I would still be willing to learn if they pay for my schooling.

#38540 05/28/04 03:55 AM
Joined: Jul 2002
Posts: 8,432
Likes: 3
If you want to head down the Linemans track, all power to you I say (no pun intended. [Linked Image]).
Having done a New Zealand Line Mechanics Apprenticeship after doing an Electrician's Apprenticeship, I would say that, you should be welcomed by a PoCo, or so forth, because you already have the basics of Electricity practice under your belt, in your area.
The great majority of Lines work is knowing how things are wired, within your area of work, with respect to the orientation of lines on poles and Transformer ratios.
Hey, all the best, I say!. [Linked Image]

#38541 05/31/04 05:53 AM
Joined: Jul 2002
Posts: 8,432
Likes: 3
People at ECN like Bjarney and myself can give you all the help you need, with respect to the cross-over to HV work, just tell us what you need to know?
That is not to disparage a good grounding in HV principles though, through practice!. [Linked Image]

#38542 06/16/04 10:45 PM
Joined: Jun 2004
Posts: 3
Junior Member
I just wanted to mention that a website was left out on the list above that caters to Linemen.
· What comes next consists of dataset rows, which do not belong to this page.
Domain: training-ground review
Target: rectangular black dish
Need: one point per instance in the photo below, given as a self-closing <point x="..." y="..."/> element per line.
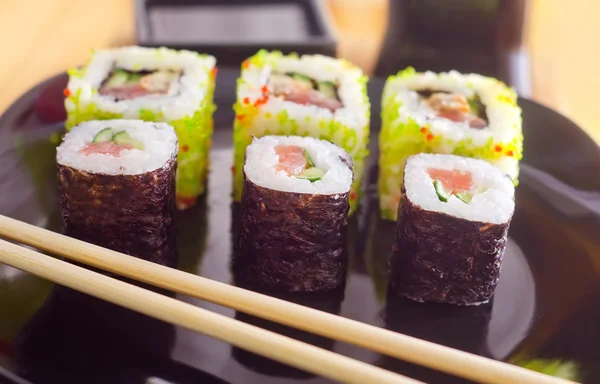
<point x="232" y="30"/>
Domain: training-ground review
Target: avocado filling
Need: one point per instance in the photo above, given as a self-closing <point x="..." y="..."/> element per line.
<point x="456" y="107"/>
<point x="112" y="143"/>
<point x="124" y="84"/>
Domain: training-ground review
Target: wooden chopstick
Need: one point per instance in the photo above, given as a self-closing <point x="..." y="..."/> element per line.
<point x="411" y="349"/>
<point x="255" y="339"/>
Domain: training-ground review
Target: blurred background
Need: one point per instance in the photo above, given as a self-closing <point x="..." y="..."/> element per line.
<point x="549" y="50"/>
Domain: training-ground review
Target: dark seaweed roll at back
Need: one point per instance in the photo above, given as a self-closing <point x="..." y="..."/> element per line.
<point x="117" y="186"/>
<point x="451" y="234"/>
<point x="294" y="215"/>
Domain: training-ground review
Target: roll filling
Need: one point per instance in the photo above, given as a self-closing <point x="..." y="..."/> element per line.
<point x="294" y="215"/>
<point x="452" y="228"/>
<point x="117" y="187"/>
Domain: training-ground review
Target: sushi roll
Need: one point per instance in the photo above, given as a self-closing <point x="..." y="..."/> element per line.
<point x="156" y="85"/>
<point x="450" y="113"/>
<point x="294" y="215"/>
<point x="117" y="187"/>
<point x="452" y="229"/>
<point x="309" y="96"/>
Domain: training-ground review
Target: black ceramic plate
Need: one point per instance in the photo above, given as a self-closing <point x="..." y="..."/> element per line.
<point x="546" y="307"/>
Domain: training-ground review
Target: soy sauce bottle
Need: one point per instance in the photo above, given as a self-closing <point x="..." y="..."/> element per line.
<point x="479" y="36"/>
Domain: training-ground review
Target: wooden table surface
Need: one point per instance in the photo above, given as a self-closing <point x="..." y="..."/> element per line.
<point x="43" y="37"/>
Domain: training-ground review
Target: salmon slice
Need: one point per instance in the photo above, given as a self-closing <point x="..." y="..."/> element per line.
<point x="300" y="92"/>
<point x="455" y="107"/>
<point x="312" y="97"/>
<point x="453" y="181"/>
<point x="461" y="117"/>
<point x="291" y="159"/>
<point x="106" y="148"/>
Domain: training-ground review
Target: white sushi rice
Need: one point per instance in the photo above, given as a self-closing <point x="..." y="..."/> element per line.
<point x="492" y="203"/>
<point x="354" y="112"/>
<point x="503" y="118"/>
<point x="182" y="99"/>
<point x="261" y="161"/>
<point x="159" y="140"/>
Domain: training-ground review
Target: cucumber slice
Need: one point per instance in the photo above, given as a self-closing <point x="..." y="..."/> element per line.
<point x="122" y="138"/>
<point x="465" y="197"/>
<point x="138" y="145"/>
<point x="103" y="136"/>
<point x="442" y="193"/>
<point x="312" y="174"/>
<point x="303" y="78"/>
<point x="328" y="89"/>
<point x="118" y="78"/>
<point x="308" y="158"/>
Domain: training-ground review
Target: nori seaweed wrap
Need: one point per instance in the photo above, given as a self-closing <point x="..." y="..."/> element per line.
<point x="330" y="302"/>
<point x="452" y="230"/>
<point x="117" y="187"/>
<point x="294" y="215"/>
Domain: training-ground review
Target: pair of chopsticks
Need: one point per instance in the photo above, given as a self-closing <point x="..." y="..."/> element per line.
<point x="254" y="339"/>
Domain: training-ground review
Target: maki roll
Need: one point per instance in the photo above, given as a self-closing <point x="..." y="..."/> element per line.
<point x="157" y="85"/>
<point x="450" y="113"/>
<point x="309" y="96"/>
<point x="117" y="187"/>
<point x="452" y="229"/>
<point x="294" y="215"/>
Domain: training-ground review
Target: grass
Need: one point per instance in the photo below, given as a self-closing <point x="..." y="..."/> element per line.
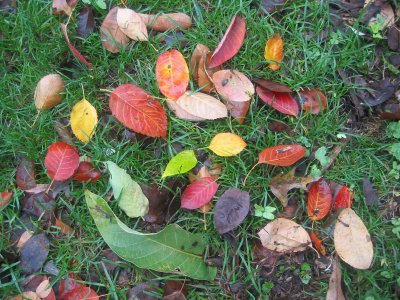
<point x="33" y="46"/>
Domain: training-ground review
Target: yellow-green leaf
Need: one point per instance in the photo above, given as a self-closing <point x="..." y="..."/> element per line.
<point x="227" y="144"/>
<point x="83" y="120"/>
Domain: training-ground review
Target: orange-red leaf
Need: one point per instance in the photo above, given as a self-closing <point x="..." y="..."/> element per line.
<point x="230" y="43"/>
<point x="282" y="155"/>
<point x="172" y="74"/>
<point x="319" y="200"/>
<point x="282" y="102"/>
<point x="274" y="51"/>
<point x="61" y="161"/>
<point x="138" y="111"/>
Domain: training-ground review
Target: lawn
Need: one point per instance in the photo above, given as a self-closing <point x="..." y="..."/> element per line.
<point x="32" y="45"/>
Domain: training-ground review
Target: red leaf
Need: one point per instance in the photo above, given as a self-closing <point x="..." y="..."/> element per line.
<point x="230" y="43"/>
<point x="343" y="198"/>
<point x="282" y="102"/>
<point x="61" y="161"/>
<point x="5" y="197"/>
<point x="138" y="111"/>
<point x="86" y="172"/>
<point x="317" y="243"/>
<point x="172" y="74"/>
<point x="199" y="193"/>
<point x="282" y="155"/>
<point x="319" y="200"/>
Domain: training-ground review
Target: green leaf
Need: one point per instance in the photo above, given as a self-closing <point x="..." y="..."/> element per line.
<point x="172" y="250"/>
<point x="128" y="193"/>
<point x="181" y="163"/>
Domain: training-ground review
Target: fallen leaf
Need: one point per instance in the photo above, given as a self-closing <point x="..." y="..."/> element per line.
<point x="283" y="235"/>
<point x="231" y="209"/>
<point x="282" y="102"/>
<point x="352" y="241"/>
<point x="86" y="172"/>
<point x="48" y="92"/>
<point x="172" y="74"/>
<point x="335" y="291"/>
<point x="181" y="163"/>
<point x="112" y="37"/>
<point x="171" y="250"/>
<point x="138" y="111"/>
<point x="130" y="23"/>
<point x="86" y="22"/>
<point x="128" y="193"/>
<point x="274" y="51"/>
<point x="61" y="161"/>
<point x="281" y="184"/>
<point x="34" y="253"/>
<point x="319" y="200"/>
<point x="227" y="144"/>
<point x="231" y="42"/>
<point x="199" y="193"/>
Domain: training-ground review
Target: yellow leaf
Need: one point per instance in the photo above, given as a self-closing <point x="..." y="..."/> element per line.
<point x="227" y="144"/>
<point x="83" y="120"/>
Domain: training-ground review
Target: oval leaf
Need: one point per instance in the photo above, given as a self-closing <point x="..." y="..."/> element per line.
<point x="199" y="193"/>
<point x="138" y="111"/>
<point x="181" y="163"/>
<point x="231" y="42"/>
<point x="274" y="51"/>
<point x="227" y="144"/>
<point x="83" y="120"/>
<point x="282" y="102"/>
<point x="284" y="235"/>
<point x="282" y="155"/>
<point x="172" y="74"/>
<point x="319" y="200"/>
<point x="352" y="240"/>
<point x="61" y="161"/>
<point x="231" y="209"/>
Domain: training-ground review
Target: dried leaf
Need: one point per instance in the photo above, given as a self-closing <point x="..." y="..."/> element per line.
<point x="231" y="209"/>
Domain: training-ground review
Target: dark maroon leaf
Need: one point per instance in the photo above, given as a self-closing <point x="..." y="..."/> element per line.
<point x="231" y="209"/>
<point x="26" y="174"/>
<point x="86" y="22"/>
<point x="34" y="253"/>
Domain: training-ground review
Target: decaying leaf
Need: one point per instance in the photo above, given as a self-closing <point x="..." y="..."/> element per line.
<point x="283" y="235"/>
<point x="227" y="144"/>
<point x="231" y="209"/>
<point x="352" y="240"/>
<point x="48" y="92"/>
<point x="128" y="193"/>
It's a little less than a year old now and focuses on Power, CATV, Telco and Fiber Workers.

Lots of good content and industry news.

[This message has been edited by Lunatic Lineman (edited 06-16-2004).]

#38543 06/17/04 05:34 AM
Joined: Jul 2002
Posts: 8,432
Likes: 3
End of the argument, I would say having done both Trades, in New Zealand here.
Is this, an Electricians ticket is a hard thing to get.
A Line Mechanics ticket is twice as hard to get, mainly because of the size of the wires and the equipment that you are working with.
You need large hands and fingers to be able to use the gear that us Lineys have to use.
Also if you are going to go into HV work, you can more or less put money on being called out during nasty weather, rain, snow and all the rest.
While everyone else is reasonably warm inside thier houses, you won't be!.